4 gennaio 2011 - Ravenna, Cronaca

"Quel degrado lo avevamo segnalato da tempo"

Benzoni (LpRa): "Chiarezza dopo la nota dell'amministrazione"

“Quella situazione di degrado era già stata segnalata da Lista per Ravenna”. Gianluca Benzoni interviene dopo la nota con cui ieri il Comune ha dato notizia dell’intervento antidegrado nella ex pesa pubblica delle Bassette.

“In una recente nota leggo: ‘….l’intervento antidegrado in via Manlio Monti alle Bassette è scattato dopo la denuncia di un dirigente del comune’. Per una giusta informazione tengo a precisare che, come esponente di Lista per Ravenna, avevo pubblicamente denunciato nei quotidiani la grave situazione di degrado il 22 novembre scorso (leggi articolo) con tanto di foto.

La mia denuncia per la verità non fu inviata a cuor leggero, tant’è che esitai diversi mesi prima di attivarmi nella vana convinzione che non fosse necessario presentare la richiesta di un intervento antidegrado così grave ed evidente. Infatti, sollecitato dai numerosi comunicati stampa tesi a valorizzare ed enfatizzare il servizio antidegrado, ero totalmente fiducioso che una situazione così manifesta non potesse sfuggire agli ordinari controlli di monitoraggio disposti dal servizio de quo.

Trascorsi diversi mesi, vista l’indifferenza dell’amministrazione, basito dall’incongruenza fra il dire e il fare, ho ritenuto doveroso inviare una denuncia pubblica a cui stampa e quotidiani hanno dedicato ampio spazio.

Oggi doppia delusione: prima quella di acquisire consapevolezza della cecità del servizio antidegrado, poi quella di leggere che la polizia antidegrado si è mossa grazie a una denuncia di un dirigente comunale.

Alla luce di quanto sopra, a noi che oggi rappresentiamo l’opposizione, non ci rimane altro che chiedere di conoscere il nome di questo autorevole dirigente comunale al quale la polizia antidegrado ha dedicato attenzione, e consentire in tal modo che anche a noi sia offerta la possibilità di percorrere quella stessa via preferenziale per avere dei riscontri alle rilevate criticità di pubblico interesse.

Aggiungo anche che, se questi episodi sono riflesso del principio di democraticità, così come inteso a livello locale, all’opposizione del comune di Ravenna non rimane altro che parlare per tramite di qualche soggetto ‘preferito’ dalla maggioranza per rendere l’illusione alla cittadinanza che a loro tutto si debba riconoscere.

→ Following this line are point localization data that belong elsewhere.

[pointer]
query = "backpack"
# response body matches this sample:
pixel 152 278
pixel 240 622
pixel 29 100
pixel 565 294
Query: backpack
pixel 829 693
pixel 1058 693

Però bisogna anche ammettere che un passo avanti è stato fatto rispetto a qualche tempo, fa quando le nostre richieste rimanevano totalmente senza voce; infatti oggi qualcosa è cambiato; oggi usa che qualcuno gradito all’amministrazione, facendo proprie le nostre segnalazioni, acquisisca ampio spazio per essere ascoltato e apprezzato.

Ma il cittadino che non si lascia abbagliare dagli specchietti per le allodole, non si lascia deviare da questi ‘giochetti’. Sa, e ben comprende, quanto prezioso e utile sia il nostro contributo nella amministrazione di questa città”.